Compared to Australia, where I was born and raised, with its abundance of natural wealth and resources, its egalitarian and secure society, Australians have tended to become conventional and complacent. There is an incredible opportunity to‘ awaken’ them to the possibilities Being Innovative offers them.
Once the intrinsic motivation is ignited, there are a series of core mindsets that need to cultivated and mastered before I am receptive to learning the skills required to deeply question, observe, experiment, network and associate.
For example, to become an effective questioner, I need to BE Intentional around the purpose or focus of my questions, and know what the outcome is I want to HAVE for my problem or focal point?
I then need to Pay Attention to the quality and impact of my mood, feelings and thoughts on my behaviour.
I need to ensure that they are receptive, open to and focussed towards achieving my desired outcome and or developing the desired skill set.
If the most useful mindsets and moods are not embodied, I will not be able to develop a new skill.
In other words I need to open my mind, be aware of, and dispel judgements and manage my beliefs, thoughts and perceptions around the subject being discussed or the answer. If I do not do this I may not be open to, or able to hear what is being said and may miss the possibility that is being opened up in the conversation! My mind may also sabotage me from even wanting to learn the skill, or being receptive to an idea that may be different to my own, by creating negative ‘self talk.’
I also need to come from an open heart, or I will not be able to connect or create mutuality or ‘safe space’ with the person I am questioning. If I do not create empathy and the space for real dialogue to occur, then the person I am interacting with may become avoidant, defensive and/or disengaged. If they are in this kind of emotional state, they will not engage with me in any kind of useful way.
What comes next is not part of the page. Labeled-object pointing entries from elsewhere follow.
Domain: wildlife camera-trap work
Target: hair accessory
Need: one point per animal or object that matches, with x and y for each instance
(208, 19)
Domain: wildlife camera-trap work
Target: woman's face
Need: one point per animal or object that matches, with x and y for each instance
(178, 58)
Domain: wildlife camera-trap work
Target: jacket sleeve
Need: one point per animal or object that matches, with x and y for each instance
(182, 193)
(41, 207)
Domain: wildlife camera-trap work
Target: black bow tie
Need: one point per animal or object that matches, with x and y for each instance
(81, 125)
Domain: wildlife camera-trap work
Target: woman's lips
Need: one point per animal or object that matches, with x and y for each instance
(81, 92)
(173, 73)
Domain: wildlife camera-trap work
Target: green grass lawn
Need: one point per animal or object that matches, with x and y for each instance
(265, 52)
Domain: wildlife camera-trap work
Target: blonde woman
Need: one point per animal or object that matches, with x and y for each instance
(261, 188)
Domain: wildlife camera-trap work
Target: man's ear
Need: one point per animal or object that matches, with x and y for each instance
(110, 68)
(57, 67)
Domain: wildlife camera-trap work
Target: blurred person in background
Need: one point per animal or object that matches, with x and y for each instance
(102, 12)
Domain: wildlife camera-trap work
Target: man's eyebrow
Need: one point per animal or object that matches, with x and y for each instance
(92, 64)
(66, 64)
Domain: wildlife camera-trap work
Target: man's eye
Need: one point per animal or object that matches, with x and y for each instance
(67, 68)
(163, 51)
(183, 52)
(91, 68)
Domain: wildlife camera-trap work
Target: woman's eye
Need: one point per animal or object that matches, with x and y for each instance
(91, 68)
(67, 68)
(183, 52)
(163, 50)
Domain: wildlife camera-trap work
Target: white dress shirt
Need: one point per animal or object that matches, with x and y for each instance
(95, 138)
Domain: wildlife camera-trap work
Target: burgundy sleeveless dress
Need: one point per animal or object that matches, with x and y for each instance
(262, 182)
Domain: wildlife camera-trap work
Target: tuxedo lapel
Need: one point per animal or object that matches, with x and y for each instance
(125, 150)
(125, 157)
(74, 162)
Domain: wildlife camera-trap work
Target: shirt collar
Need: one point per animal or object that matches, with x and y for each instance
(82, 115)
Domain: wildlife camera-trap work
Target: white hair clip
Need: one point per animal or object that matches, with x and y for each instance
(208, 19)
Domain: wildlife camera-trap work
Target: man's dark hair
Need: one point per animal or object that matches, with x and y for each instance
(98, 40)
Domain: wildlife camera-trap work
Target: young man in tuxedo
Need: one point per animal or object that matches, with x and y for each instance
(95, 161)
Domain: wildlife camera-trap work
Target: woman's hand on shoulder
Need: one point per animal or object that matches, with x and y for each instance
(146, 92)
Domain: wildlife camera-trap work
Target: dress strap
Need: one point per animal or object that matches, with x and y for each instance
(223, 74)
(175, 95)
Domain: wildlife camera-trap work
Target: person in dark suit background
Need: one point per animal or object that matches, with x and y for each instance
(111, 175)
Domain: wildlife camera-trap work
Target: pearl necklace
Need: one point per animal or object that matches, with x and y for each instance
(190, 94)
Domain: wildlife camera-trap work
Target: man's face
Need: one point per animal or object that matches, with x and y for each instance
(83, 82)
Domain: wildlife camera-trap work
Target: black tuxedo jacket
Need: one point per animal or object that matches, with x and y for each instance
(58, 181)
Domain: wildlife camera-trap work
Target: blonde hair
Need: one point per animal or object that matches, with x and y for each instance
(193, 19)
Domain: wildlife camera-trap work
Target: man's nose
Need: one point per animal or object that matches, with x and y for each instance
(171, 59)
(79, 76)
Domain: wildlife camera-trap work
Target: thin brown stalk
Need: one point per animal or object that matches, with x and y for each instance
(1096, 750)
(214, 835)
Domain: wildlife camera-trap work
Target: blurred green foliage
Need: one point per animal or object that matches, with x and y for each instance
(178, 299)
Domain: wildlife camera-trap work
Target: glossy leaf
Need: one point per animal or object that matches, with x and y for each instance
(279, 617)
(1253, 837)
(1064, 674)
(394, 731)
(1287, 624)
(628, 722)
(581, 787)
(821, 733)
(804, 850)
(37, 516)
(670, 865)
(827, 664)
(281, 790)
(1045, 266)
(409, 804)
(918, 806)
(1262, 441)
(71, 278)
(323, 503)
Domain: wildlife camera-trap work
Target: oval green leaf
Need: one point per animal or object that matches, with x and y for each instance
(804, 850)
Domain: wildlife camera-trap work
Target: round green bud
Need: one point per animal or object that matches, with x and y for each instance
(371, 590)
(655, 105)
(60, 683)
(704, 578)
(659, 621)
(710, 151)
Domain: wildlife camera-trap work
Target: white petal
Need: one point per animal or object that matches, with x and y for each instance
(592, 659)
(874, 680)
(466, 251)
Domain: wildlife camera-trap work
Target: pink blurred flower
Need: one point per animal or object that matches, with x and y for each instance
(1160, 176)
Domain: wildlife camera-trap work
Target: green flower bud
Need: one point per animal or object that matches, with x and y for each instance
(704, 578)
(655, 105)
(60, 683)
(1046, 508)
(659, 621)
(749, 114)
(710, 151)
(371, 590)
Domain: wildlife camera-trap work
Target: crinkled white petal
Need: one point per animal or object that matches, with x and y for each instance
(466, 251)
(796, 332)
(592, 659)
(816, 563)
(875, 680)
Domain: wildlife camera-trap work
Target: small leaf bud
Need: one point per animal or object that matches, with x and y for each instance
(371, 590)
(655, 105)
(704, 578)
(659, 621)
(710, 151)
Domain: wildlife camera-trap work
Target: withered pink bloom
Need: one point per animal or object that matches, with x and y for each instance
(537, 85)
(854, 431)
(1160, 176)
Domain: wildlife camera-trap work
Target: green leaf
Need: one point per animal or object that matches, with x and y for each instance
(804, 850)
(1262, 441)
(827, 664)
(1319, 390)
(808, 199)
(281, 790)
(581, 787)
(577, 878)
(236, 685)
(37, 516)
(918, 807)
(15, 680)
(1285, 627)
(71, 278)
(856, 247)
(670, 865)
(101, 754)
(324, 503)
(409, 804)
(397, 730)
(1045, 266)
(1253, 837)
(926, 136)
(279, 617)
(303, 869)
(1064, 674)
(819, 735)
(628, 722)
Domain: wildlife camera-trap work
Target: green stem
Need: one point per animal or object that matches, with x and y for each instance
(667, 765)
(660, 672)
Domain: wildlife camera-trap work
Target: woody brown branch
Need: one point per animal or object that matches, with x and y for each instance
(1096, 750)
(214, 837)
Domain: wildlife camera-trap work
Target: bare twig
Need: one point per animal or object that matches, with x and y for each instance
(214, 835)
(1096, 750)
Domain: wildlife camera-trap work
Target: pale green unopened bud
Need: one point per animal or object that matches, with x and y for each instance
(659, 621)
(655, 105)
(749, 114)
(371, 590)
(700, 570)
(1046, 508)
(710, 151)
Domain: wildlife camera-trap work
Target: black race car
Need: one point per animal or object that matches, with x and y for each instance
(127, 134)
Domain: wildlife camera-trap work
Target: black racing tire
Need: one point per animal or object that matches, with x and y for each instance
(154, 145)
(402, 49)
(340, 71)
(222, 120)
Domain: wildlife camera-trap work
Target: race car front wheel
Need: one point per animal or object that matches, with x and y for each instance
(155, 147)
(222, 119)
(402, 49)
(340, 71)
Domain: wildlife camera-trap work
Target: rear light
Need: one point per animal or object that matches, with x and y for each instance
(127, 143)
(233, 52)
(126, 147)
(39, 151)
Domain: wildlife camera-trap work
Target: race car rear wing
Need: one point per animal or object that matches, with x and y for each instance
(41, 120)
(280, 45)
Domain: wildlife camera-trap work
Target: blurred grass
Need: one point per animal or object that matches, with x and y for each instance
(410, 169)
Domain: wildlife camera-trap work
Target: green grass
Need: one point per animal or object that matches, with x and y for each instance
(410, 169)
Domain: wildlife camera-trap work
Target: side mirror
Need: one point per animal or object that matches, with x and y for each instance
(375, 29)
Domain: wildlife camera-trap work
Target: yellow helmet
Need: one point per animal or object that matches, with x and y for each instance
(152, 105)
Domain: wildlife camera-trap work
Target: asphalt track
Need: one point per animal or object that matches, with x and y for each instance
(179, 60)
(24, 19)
No matter how great your questioning skills are, they will not uncover possibilities or opportunities if someone is not willing to contribute, ‘be’ or ‘play’ with you.
Finally, coming from detachment and allowing creates an open will, this creates space for the answers to emerge naturally from the conversation. No-one is forcing their agenda, or outcome on the other. This is how new and creative ideas emerge!
So, I suggest that some of the mindsets to teach effective Questioning might include:
Being present,
Being curiosity,
Coming from possibility,
Being courageous,
Be willing to challenge and differ,
Be detached,
Allow the space to just be,
Be empathic.
If we don’t teach people how to BE when generating questions, no amount of skills development will generate imaginative and innovative answers or surprising solutions!
Alternately, in our Western cultures we seem to find it difficult to be appropriately assertive and challenging in our communications.
This hesitation and politeness creates cycles of collusion and a range of passive and conventional responses. What is really needed for innovation to occur is an active debate process not one which seeks to make one party ‘wrong’ and the other ‘right’. This stimulates and generates surprising ‘out of the box’ answers and solutions.
Ideas can then be challenged, dismissed, reinvented, until the high level of meta thinking is achieved.
Finally, generative debate has the power to create mindset shifts or what I like to call, in the Innovation context, ‘mindset flips’.
These are required to create the perceptual shifts or a ‘crack in the field’. This creates the empty space that enables us to re-imagine what is possible, and to find and see the opportunities existing in our ‘plain sight’.